Les violences en Nouvelle-Calédonie, qui ont fait onze morts, ont éclaté le 13 mai pendant l'examen au Parlement français du projet de réforme électorale accusé de marginaliser la population autochtone kanak. Cette réforme a été depuis suspendue mais les indépendantistes, qui en demandent l'abandon pur et simple, restent mobilisés.

Lire aussi : Report d'une mission du Forum des îles du Pacifique en Nouvelle-Calédonie

La cause kanak trouve un large écho dans le bloc Pacifique, qui regorge d'anciennes colonies aujourd'hui farouchement fières de leur indépendance. Baron Waqa a notamment critiqué le transfèrement en France métropolitaine de détenus indépendantistes arrêtés pendant les émeutes. « La façon dont la France se comporte en Nouvelle-Calédonie suscite beaucoup d'inquiétude », affirme Tess Newton Cain, de l'Institut Griffith pour l'Asie, selon qui « la rhétorique française préoccupe vraiment les dirigeants du forum ».

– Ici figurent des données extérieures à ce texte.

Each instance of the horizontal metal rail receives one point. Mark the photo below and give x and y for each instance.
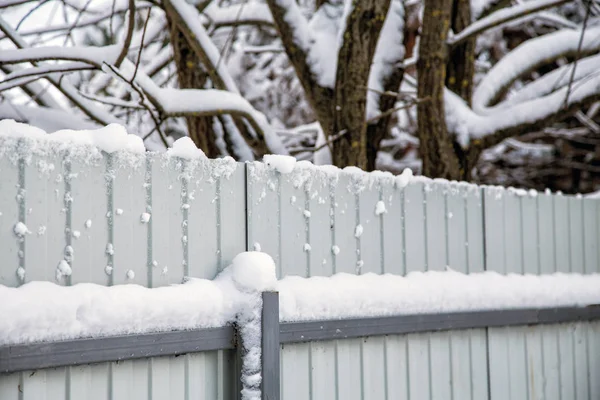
(296, 332)
(23, 357)
(115, 348)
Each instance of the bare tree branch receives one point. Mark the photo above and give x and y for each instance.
(130, 26)
(502, 17)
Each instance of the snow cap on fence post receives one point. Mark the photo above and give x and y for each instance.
(254, 274)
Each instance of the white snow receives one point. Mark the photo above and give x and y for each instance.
(358, 231)
(40, 311)
(380, 208)
(185, 148)
(350, 296)
(389, 52)
(254, 271)
(20, 273)
(403, 179)
(110, 138)
(282, 164)
(21, 230)
(63, 269)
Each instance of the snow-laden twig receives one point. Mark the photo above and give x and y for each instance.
(95, 56)
(248, 13)
(388, 54)
(529, 56)
(187, 18)
(501, 17)
(95, 113)
(552, 81)
(129, 35)
(46, 69)
(578, 54)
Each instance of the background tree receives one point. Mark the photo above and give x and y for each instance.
(494, 92)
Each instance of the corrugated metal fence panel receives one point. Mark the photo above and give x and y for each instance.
(9, 207)
(381, 369)
(89, 209)
(202, 376)
(530, 233)
(540, 363)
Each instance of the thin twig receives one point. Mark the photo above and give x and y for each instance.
(157, 120)
(578, 55)
(70, 31)
(137, 62)
(332, 139)
(28, 14)
(393, 110)
(130, 26)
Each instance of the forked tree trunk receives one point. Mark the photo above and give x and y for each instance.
(191, 75)
(436, 147)
(350, 95)
(461, 63)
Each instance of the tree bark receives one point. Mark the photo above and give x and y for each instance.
(461, 63)
(191, 75)
(352, 78)
(436, 147)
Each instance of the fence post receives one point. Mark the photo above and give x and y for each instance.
(270, 384)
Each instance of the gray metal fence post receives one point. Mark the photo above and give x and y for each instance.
(270, 385)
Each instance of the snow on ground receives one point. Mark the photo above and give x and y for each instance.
(39, 311)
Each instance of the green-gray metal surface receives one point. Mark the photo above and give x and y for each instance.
(308, 223)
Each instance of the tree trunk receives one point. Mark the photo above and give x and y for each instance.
(461, 63)
(191, 75)
(348, 130)
(436, 147)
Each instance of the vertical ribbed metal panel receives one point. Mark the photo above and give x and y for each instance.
(9, 207)
(87, 209)
(202, 376)
(89, 188)
(537, 363)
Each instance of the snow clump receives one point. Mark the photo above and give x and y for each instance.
(185, 148)
(282, 164)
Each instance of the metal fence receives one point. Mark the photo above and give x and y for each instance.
(90, 211)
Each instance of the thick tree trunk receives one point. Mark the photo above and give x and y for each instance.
(377, 131)
(461, 63)
(348, 130)
(191, 75)
(436, 147)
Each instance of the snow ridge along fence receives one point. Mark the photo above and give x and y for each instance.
(77, 214)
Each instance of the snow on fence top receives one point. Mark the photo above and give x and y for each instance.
(42, 311)
(92, 206)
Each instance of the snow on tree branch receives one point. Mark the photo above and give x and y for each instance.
(95, 56)
(501, 17)
(91, 110)
(248, 13)
(187, 18)
(388, 55)
(518, 118)
(552, 81)
(530, 55)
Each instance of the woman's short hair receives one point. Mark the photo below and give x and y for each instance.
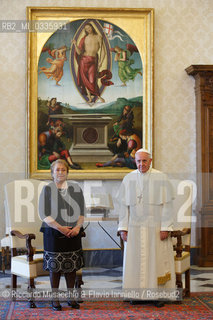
(56, 162)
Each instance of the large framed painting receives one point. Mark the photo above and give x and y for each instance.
(90, 89)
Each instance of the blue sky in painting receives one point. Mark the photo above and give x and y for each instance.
(67, 92)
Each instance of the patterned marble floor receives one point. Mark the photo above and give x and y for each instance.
(111, 278)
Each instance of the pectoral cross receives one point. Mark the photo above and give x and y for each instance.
(140, 197)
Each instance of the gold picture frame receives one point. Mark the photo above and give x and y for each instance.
(90, 122)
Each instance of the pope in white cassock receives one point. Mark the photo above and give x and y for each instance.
(145, 219)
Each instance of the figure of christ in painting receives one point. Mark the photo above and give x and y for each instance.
(90, 54)
(55, 71)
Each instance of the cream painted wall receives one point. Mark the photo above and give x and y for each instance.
(182, 37)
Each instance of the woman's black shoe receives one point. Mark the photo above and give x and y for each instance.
(56, 306)
(73, 304)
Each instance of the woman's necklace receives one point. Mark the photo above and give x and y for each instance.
(63, 192)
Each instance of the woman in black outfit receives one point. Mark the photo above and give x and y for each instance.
(61, 207)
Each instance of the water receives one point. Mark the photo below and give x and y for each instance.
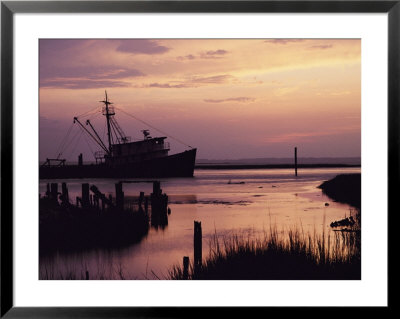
(247, 202)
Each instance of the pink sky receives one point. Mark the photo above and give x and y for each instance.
(229, 98)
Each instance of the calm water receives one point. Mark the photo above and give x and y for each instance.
(267, 197)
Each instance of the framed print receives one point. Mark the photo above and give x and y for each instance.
(164, 155)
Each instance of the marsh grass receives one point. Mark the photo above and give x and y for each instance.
(285, 255)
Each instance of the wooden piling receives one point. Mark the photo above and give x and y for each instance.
(141, 198)
(100, 195)
(156, 188)
(146, 205)
(85, 195)
(197, 245)
(119, 196)
(48, 193)
(65, 192)
(185, 267)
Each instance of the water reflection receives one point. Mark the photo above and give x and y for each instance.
(265, 198)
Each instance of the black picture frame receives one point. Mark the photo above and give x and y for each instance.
(9, 8)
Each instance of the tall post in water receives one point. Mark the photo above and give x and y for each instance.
(119, 196)
(197, 246)
(185, 267)
(85, 195)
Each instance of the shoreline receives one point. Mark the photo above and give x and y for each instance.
(344, 188)
(276, 166)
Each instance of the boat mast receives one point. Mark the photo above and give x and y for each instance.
(108, 114)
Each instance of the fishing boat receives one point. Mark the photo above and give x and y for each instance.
(120, 157)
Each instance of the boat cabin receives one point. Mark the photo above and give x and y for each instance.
(146, 149)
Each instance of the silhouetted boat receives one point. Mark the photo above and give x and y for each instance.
(122, 158)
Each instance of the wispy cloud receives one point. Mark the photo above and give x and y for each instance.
(191, 82)
(142, 46)
(283, 41)
(242, 99)
(85, 76)
(321, 47)
(75, 84)
(211, 54)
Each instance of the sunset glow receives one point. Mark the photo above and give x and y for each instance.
(230, 99)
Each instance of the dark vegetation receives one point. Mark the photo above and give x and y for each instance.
(294, 256)
(344, 188)
(68, 227)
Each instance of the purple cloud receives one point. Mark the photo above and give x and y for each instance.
(82, 84)
(142, 46)
(212, 79)
(166, 86)
(217, 52)
(321, 47)
(242, 99)
(283, 41)
(186, 57)
(192, 82)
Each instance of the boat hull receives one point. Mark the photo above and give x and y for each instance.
(177, 165)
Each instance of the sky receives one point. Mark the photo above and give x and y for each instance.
(229, 98)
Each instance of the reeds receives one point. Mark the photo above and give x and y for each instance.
(282, 255)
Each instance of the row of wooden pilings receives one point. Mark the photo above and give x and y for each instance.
(98, 200)
(197, 252)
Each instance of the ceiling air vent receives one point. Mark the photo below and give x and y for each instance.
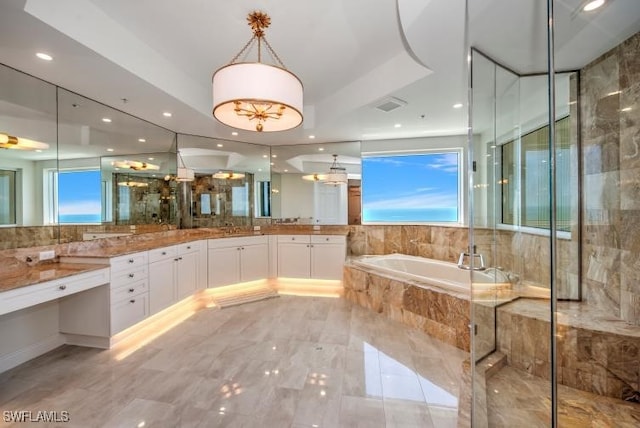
(389, 104)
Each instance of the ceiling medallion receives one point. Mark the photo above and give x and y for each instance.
(255, 96)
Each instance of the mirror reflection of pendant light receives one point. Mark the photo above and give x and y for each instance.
(254, 96)
(19, 143)
(228, 175)
(337, 173)
(184, 173)
(135, 165)
(133, 184)
(315, 177)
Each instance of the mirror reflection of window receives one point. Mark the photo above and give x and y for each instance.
(7, 197)
(79, 196)
(263, 199)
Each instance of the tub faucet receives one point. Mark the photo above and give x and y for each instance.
(469, 256)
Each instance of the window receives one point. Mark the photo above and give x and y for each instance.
(263, 199)
(411, 187)
(533, 166)
(79, 199)
(7, 197)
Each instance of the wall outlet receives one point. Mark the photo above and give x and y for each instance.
(47, 255)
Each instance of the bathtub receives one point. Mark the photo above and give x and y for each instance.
(445, 276)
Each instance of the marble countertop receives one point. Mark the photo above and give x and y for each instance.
(15, 273)
(42, 272)
(127, 245)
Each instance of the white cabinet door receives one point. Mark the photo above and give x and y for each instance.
(294, 259)
(327, 261)
(161, 284)
(187, 275)
(224, 266)
(254, 262)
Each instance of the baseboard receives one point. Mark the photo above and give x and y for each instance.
(30, 352)
(88, 341)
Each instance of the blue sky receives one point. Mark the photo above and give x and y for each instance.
(410, 181)
(79, 192)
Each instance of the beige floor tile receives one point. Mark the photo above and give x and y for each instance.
(290, 361)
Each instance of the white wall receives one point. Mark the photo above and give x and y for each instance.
(296, 197)
(27, 333)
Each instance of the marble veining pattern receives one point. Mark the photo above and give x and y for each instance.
(288, 362)
(610, 94)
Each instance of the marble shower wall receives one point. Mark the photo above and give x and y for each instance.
(610, 100)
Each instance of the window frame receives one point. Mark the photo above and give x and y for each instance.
(460, 204)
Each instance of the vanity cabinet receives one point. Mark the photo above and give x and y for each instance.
(129, 291)
(234, 260)
(173, 274)
(311, 256)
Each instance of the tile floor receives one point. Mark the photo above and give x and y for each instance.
(284, 362)
(517, 399)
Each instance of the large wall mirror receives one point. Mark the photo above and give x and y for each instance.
(69, 167)
(301, 192)
(28, 147)
(231, 183)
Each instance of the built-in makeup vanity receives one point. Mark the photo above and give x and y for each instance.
(98, 294)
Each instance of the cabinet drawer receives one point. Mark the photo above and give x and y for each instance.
(24, 297)
(129, 276)
(163, 253)
(328, 239)
(128, 312)
(129, 261)
(304, 239)
(188, 247)
(238, 242)
(128, 291)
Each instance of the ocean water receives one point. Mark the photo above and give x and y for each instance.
(392, 215)
(79, 218)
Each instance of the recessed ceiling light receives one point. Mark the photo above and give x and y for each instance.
(592, 5)
(44, 56)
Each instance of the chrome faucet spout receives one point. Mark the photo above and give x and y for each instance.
(471, 257)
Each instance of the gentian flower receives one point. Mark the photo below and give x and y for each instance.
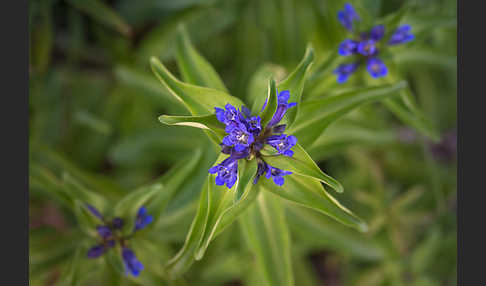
(132, 265)
(227, 172)
(347, 16)
(143, 219)
(366, 46)
(277, 175)
(343, 71)
(347, 47)
(401, 35)
(282, 143)
(246, 137)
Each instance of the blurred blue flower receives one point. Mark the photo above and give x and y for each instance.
(347, 47)
(132, 265)
(143, 219)
(376, 68)
(401, 35)
(347, 16)
(343, 71)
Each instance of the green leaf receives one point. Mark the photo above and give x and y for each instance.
(257, 88)
(246, 172)
(198, 100)
(266, 233)
(272, 103)
(103, 14)
(295, 83)
(127, 208)
(207, 122)
(194, 68)
(217, 210)
(311, 194)
(301, 163)
(318, 114)
(172, 181)
(113, 257)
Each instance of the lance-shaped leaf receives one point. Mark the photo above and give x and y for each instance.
(128, 207)
(173, 180)
(316, 115)
(272, 103)
(311, 194)
(266, 233)
(194, 68)
(295, 83)
(198, 100)
(322, 232)
(217, 210)
(301, 163)
(207, 122)
(257, 88)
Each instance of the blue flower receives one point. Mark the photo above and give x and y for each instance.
(104, 231)
(132, 265)
(276, 174)
(282, 143)
(227, 172)
(401, 35)
(367, 48)
(238, 135)
(97, 251)
(282, 106)
(117, 223)
(347, 16)
(143, 219)
(347, 47)
(376, 68)
(377, 33)
(343, 71)
(228, 115)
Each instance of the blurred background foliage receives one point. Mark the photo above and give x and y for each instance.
(94, 105)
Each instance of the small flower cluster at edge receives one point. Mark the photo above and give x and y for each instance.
(246, 137)
(365, 45)
(109, 236)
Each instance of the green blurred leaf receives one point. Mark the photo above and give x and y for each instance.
(323, 232)
(113, 258)
(198, 100)
(127, 208)
(295, 83)
(267, 235)
(103, 13)
(311, 194)
(301, 163)
(194, 68)
(317, 114)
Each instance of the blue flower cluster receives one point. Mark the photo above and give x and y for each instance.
(365, 45)
(109, 234)
(246, 137)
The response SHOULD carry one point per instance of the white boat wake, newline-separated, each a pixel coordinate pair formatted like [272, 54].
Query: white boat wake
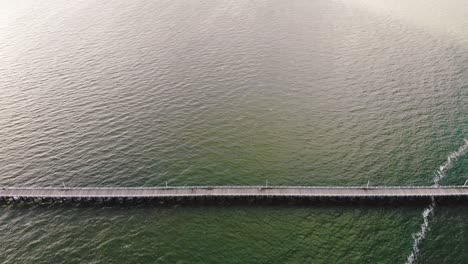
[429, 211]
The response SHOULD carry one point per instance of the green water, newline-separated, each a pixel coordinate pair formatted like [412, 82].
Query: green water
[225, 92]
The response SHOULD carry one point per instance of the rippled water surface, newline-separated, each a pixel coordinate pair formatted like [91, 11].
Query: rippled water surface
[300, 92]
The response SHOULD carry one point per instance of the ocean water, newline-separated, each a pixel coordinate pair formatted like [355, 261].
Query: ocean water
[195, 92]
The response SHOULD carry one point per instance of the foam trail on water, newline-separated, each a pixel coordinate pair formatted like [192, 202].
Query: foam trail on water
[429, 211]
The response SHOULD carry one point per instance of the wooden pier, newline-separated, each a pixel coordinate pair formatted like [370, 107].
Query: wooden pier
[90, 193]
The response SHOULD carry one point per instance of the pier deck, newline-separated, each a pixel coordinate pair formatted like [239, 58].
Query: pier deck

Le sommet constitue un sérieux défi logistique pour Nuku'alofa, dont de nombreux hôtels ont été détruits par le tsunami provoqué par l'éruption cataclysmique du volcan Hunga Tonga-Hunga Ha'apai en 2022. Pour accueillir dignement les dizaines de chefs d'État et de gouvernement, de diplomates et d'hommes d'affaires invités, les 20 000 habitants de la capitale ont été priés d'ouvrir leurs chambres d'amis. Et une équipe de vétérinaires a été spécialement dépêchée des îles Fidji pour regrouper et stériliser les nombreux chiens errants à la morsure facile qui rôdent dans les rues.